After investors were disappointed with the results of Facebook and Twitter last week, plunging their shares, market sentiment worsened (NASDAQ -1.46% on Friday). Asian markets continue this sentiment with all indices opening in red today. The Chinese Shenzhen Comp is outperforming with a 1.25% loss.
Yen drops further as BoJ Kuroda dispels speculation of early stimulus exit
Yen apparently suffers another round of selling after BoJ Governor Haruhiko Kuroda's post meeting press conference. A key to note is that under the strengthened framework, BoJ will now allow yields to move between -0.1% and +0.1%. And Kuroda emphasized that "we do not intend this change to lead to a rise in interest rate levels." He added that the 0.2% range will "improve functions in the government bond market, which had been deteriorating" and "help make our easy-policy more sustainable".
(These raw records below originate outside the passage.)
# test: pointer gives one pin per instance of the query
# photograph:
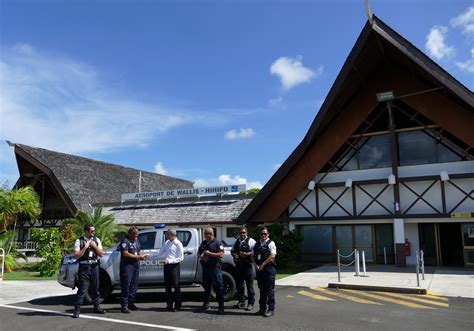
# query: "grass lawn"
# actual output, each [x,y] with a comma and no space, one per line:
[291,270]
[26,271]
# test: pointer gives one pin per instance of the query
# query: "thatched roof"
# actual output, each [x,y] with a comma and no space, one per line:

"On forward guidance, Kuroda said it's for strengthening the "commitment to achieve our 2 percent inflation target". And, "we've adopted this to ensure market trust in our policy as we will be maintaining our massive stimulus longer than initially expected." Kuroda pointed to "some speculation" that BoJ will seek an "early exit". And he hoped this can "dispel such speculation".
He also admitted that it takes "longer than expected" for inflation to pick up. Hence, "achievement of our target will be beyond our (three-year) forecast timeframe". And he also emphasized that "Under our yield curve control (YCC), real interest rates will fall even if nominal rates are steady as long as inflation expectations heighten." But there is no need for additional easing for now.
10 year JGB yield drops to as low as 0.054, after hitting 0.115 earlier today.